OCTA is a noninvasive imaging method based on an algorithm-based evaluation of changes in the intensity and phase of light reflected by the movement of red blood cells within a vessel. This method enables the detailed visualization of the retinal and choroidal vascular networks, has recently been used for the examination of AS tumors. The visibility of the vascular structures in the iris varies depending on pigment density. Consistent with this, intrinsic intratumoral vascularity and vascular flow were not observed in any of the 4 patients in our study who underwent SS-OCTA (Figure 1C, D). These findings were found to be important in the differentiation of cystic and solid tumors.3
Study Limitations
The main limitation of this study is that due to the small patient number, we were unable to analyze pupillary primary IPE cysts, which are rarer in clinical practice.
Conclusion
In conclusion, cystic lesions of the iris originate from the pigment epithelium or stroma.
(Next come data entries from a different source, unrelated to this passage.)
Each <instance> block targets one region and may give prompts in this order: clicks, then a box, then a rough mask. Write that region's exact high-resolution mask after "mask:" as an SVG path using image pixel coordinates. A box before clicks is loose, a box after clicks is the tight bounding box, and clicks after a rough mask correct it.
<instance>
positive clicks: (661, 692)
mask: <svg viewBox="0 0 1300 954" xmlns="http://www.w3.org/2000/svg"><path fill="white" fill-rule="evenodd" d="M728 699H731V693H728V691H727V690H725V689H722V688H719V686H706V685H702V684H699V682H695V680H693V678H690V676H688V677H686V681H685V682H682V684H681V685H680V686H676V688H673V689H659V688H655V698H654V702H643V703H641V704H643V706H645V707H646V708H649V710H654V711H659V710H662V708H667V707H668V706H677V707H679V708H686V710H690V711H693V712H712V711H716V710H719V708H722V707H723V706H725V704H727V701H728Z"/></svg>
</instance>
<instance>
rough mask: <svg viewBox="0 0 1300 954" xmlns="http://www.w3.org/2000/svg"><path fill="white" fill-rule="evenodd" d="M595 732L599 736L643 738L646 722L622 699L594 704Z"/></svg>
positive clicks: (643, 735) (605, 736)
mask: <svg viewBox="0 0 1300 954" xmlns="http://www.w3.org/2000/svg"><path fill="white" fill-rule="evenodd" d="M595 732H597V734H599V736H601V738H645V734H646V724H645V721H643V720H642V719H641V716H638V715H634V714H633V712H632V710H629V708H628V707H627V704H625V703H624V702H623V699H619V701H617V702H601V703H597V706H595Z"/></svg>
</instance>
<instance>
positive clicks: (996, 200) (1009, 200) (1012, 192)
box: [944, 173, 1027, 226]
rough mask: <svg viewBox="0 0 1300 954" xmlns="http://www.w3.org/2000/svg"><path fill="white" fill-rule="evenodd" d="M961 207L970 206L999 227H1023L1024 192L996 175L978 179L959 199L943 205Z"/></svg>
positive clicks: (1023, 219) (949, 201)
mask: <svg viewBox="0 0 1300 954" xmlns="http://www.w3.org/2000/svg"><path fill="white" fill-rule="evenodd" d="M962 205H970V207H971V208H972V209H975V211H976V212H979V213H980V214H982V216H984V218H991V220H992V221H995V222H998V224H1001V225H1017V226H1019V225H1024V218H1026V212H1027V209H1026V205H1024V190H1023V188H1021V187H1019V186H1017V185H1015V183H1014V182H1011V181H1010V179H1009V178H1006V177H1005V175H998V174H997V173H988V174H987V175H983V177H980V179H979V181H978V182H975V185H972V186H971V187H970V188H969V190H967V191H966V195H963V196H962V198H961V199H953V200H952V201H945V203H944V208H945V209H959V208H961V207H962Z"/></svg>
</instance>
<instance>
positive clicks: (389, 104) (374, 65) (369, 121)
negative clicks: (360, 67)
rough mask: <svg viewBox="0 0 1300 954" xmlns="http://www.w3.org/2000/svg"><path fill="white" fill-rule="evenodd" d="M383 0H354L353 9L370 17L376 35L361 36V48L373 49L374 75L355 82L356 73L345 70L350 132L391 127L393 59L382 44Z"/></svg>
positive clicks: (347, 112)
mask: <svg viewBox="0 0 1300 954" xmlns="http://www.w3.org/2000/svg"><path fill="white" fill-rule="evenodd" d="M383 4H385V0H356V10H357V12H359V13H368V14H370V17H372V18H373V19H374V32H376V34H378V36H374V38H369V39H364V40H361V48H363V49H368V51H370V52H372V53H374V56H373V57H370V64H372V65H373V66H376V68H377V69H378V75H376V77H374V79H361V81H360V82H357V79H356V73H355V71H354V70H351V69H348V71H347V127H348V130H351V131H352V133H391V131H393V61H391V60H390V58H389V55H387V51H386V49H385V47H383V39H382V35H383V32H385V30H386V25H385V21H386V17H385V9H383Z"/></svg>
Most cysts are of primary etiology, pigmentary epithelial origin, and are located peripherally. Pigment epithelial cysts do not require any treatment, whereas iris stromal cysts usually require treatment. Although both UBM and AS OCT play an important role in diagnosis and treatment follow-up of iris cysts, UBM is superior to AS OCT in the imaging of iris lesions and the differentiation of cystic and solid lesions. With the development of AS OCTA techniques, it is also possible to noninvasively obtain information about the internal vascular structure of these tumors.